17 Haziran 2016 Cuma

Türkçe geçmişten geleceğe köprüdür

Geçtiğimiz günlerde bir dizi konferanslar vermek üzere Almanya’nın değişik şehirlerindeydim. Ağırlıklı olarak Türkçenin ana dili olarak öğretilmesi ve bu dilin ikinci dil olarak öğrenilen Almanca üzerindeki olumlu etkileri üzerine konuştum. Toplantılara katılanlarla yaptığım ikili görüşmelerde de bazı sorulara cevap verme fırsatım oldu. Bazı veliler, öğrenciler Türkçenin neden bu kadar önemli olduğu, neden üzerinde ısrarla durulduğu konusunda bazı sorular yönelttiler. Ben de aklımın erdiği, dilimin döndüğü kadarı ile açıklamaya çalıştım.

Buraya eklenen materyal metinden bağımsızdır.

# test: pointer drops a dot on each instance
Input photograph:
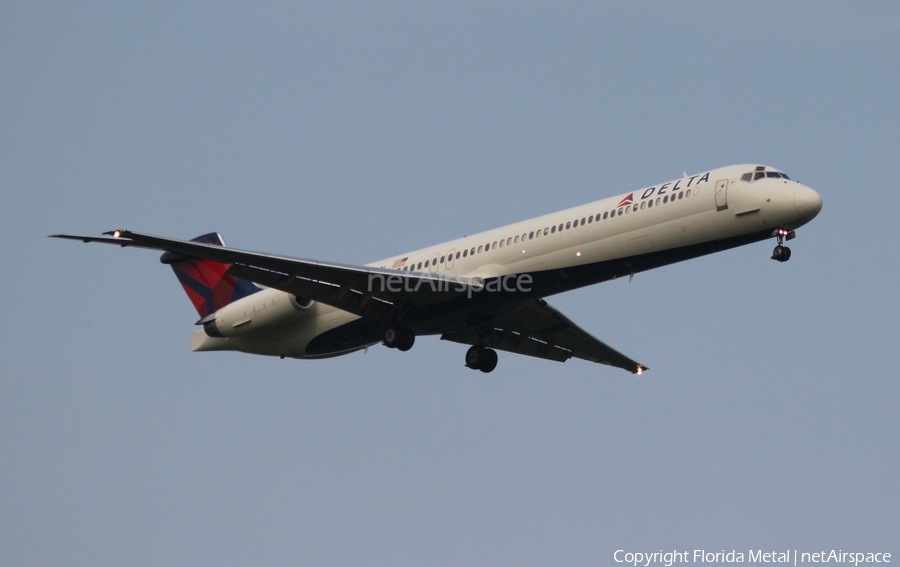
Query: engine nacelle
(261, 311)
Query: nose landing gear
(782, 253)
(480, 358)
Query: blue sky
(351, 132)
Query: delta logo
(629, 200)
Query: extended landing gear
(399, 337)
(782, 253)
(480, 358)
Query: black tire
(399, 337)
(392, 337)
(409, 339)
(778, 253)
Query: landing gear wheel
(782, 253)
(480, 358)
(399, 337)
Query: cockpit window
(760, 173)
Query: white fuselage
(712, 207)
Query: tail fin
(207, 285)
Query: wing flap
(537, 329)
(343, 286)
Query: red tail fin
(207, 285)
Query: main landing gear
(399, 337)
(480, 358)
(782, 253)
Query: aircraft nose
(808, 202)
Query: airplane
(486, 290)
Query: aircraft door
(722, 195)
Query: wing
(369, 292)
(536, 329)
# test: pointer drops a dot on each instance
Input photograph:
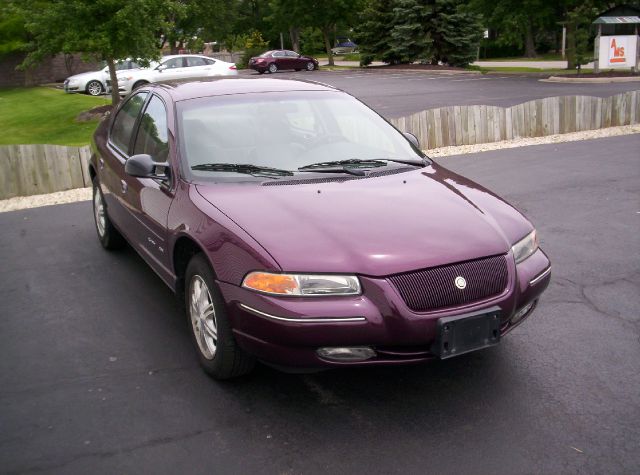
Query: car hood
(88, 75)
(375, 226)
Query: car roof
(185, 90)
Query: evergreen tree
(456, 33)
(411, 34)
(372, 32)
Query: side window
(125, 120)
(173, 63)
(153, 137)
(194, 61)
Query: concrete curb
(566, 79)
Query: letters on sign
(616, 51)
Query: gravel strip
(84, 194)
(525, 142)
(34, 201)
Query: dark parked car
(305, 231)
(276, 60)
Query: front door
(111, 161)
(148, 200)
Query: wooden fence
(36, 169)
(465, 125)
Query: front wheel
(108, 235)
(217, 350)
(94, 88)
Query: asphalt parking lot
(399, 93)
(97, 374)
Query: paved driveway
(399, 93)
(97, 374)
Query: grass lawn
(30, 115)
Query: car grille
(435, 288)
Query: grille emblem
(460, 282)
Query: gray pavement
(399, 93)
(97, 374)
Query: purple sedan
(303, 230)
(280, 59)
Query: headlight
(302, 284)
(525, 247)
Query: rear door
(280, 59)
(175, 69)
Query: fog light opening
(342, 353)
(523, 312)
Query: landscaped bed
(31, 115)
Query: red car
(276, 60)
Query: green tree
(105, 29)
(456, 33)
(13, 34)
(412, 28)
(326, 14)
(430, 30)
(291, 16)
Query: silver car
(172, 67)
(94, 83)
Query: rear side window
(125, 120)
(153, 137)
(195, 61)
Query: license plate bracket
(469, 332)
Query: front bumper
(289, 331)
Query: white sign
(618, 51)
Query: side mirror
(412, 138)
(143, 166)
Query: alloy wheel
(203, 317)
(94, 88)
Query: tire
(138, 84)
(108, 235)
(94, 88)
(218, 353)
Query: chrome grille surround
(434, 288)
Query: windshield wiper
(245, 168)
(348, 166)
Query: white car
(94, 83)
(175, 67)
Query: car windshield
(286, 131)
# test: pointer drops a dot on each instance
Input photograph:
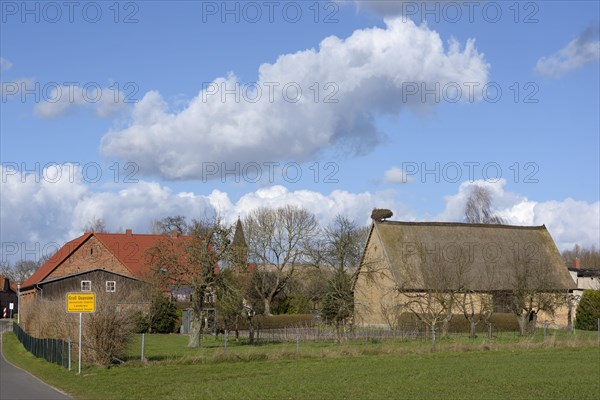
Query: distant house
(8, 296)
(109, 263)
(585, 278)
(404, 258)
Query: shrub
(105, 332)
(163, 315)
(588, 311)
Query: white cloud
(580, 51)
(5, 64)
(40, 212)
(568, 221)
(50, 211)
(395, 175)
(365, 73)
(64, 100)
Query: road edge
(24, 370)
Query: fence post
(143, 342)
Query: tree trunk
(251, 331)
(473, 330)
(532, 322)
(522, 319)
(267, 302)
(195, 330)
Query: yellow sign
(81, 302)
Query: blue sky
(163, 137)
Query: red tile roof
(130, 249)
(11, 285)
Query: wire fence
(406, 332)
(52, 350)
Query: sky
(135, 110)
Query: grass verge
(353, 371)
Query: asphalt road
(17, 384)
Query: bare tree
(532, 288)
(441, 280)
(194, 262)
(477, 305)
(277, 241)
(96, 225)
(589, 258)
(177, 223)
(478, 209)
(340, 250)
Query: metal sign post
(81, 303)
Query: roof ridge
(438, 223)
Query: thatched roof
(480, 257)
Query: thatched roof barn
(419, 256)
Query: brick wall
(91, 255)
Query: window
(86, 286)
(111, 286)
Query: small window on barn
(111, 286)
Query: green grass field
(514, 369)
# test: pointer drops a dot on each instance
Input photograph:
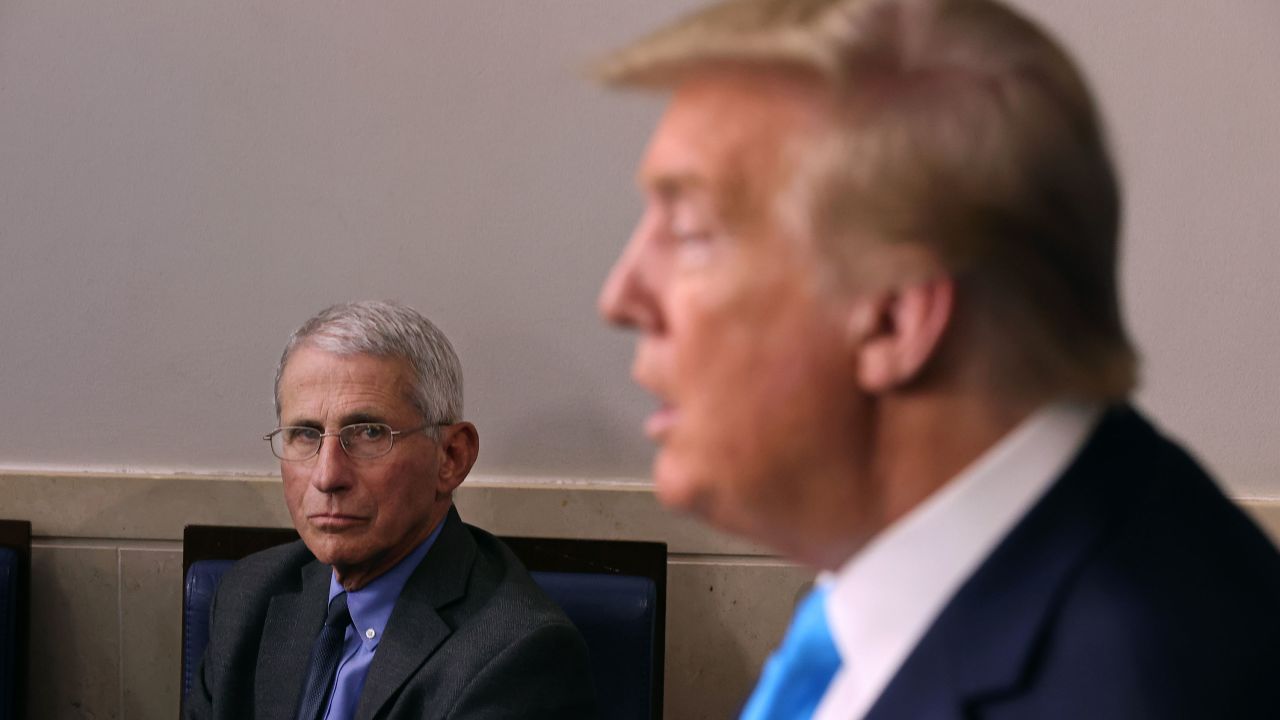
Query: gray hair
(388, 329)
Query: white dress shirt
(886, 597)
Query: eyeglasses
(361, 441)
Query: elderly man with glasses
(389, 606)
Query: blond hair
(961, 127)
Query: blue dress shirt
(370, 609)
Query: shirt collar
(885, 597)
(371, 605)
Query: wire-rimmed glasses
(360, 440)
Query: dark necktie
(324, 660)
(796, 675)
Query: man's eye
(370, 432)
(693, 237)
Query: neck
(918, 442)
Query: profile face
(740, 341)
(360, 515)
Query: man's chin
(682, 491)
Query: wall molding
(152, 506)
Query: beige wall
(183, 182)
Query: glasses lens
(295, 443)
(368, 440)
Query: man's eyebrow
(350, 419)
(361, 417)
(671, 186)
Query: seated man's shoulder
(264, 572)
(508, 589)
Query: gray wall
(182, 182)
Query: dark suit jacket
(1132, 589)
(471, 636)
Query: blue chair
(613, 591)
(14, 570)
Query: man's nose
(332, 470)
(629, 297)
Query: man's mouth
(334, 520)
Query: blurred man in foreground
(389, 606)
(876, 292)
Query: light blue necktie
(798, 673)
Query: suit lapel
(293, 620)
(982, 643)
(415, 628)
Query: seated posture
(877, 299)
(389, 606)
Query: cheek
(295, 487)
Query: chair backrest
(14, 602)
(613, 591)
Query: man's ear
(895, 331)
(460, 446)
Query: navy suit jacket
(1132, 589)
(471, 637)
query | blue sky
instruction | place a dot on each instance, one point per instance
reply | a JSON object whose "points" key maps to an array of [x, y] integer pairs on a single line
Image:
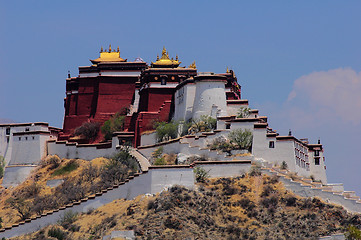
{"points": [[298, 61]]}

Dil sadece kelimelerden oluşmaz. Her bir kelime aynı zamanda bir tasavvuru oluşturur; bir hayal ile bağlantılıdır. Duyulan her bir sesin ardında ayrı bir dünya, farklı bir dünya görüşü vardır. Söz gelişi, Türkiye’nin kedileri “miyav”, köpekleri “hav hav” der. Denizli’nin horozu dendi mi aklımıza “ü ürü üüü” diye bir çığlık, tavuk denince de “gıt gıdak” sesi gelir. Anadolu’da arıların vızladığını, farelerin viklediğini, ördeklerin vakladığını söyleriz. Ama bu durum başka dillerde böyle değildir. Bir İspanyol horozların “kikiriki” dediğine dair yemin edebilir veya bir Danimarkalı ördeklerin “rap rap” diye öttüğünü öne sürebilir. Öte yandan bir İzlandalı köpeklerin “voff” diye bağırdığından çok emin olduğunu söylerken, bu dilleri bilmeyenlerin şaşırması çok doğaldır. O halde konuşulan dil ile kültürün yakın bir ilişkisi vardır ve her dil kendi kültür dünyasının aynasıdır. Türkçe de Türkün kültürünü, tarihini yansıtır; ondan izler taşır. Türkçeyi öğrenenler de farkında olmaksızın geçmişten geleceğe köprü kurarlar. Türkçeyi yabancı dil olarak öğrenenler ise kendi kültür dünyalarıyla Türk dünyası arasında köprü kurar, Türk dünyasını öğrenir; bu yolla kültürler arası iletişim kurarak, öteki denen dünyanın farkına varıp, onu daha iyi anlamaya çalışarak dünya barışına katkı sağlarlar.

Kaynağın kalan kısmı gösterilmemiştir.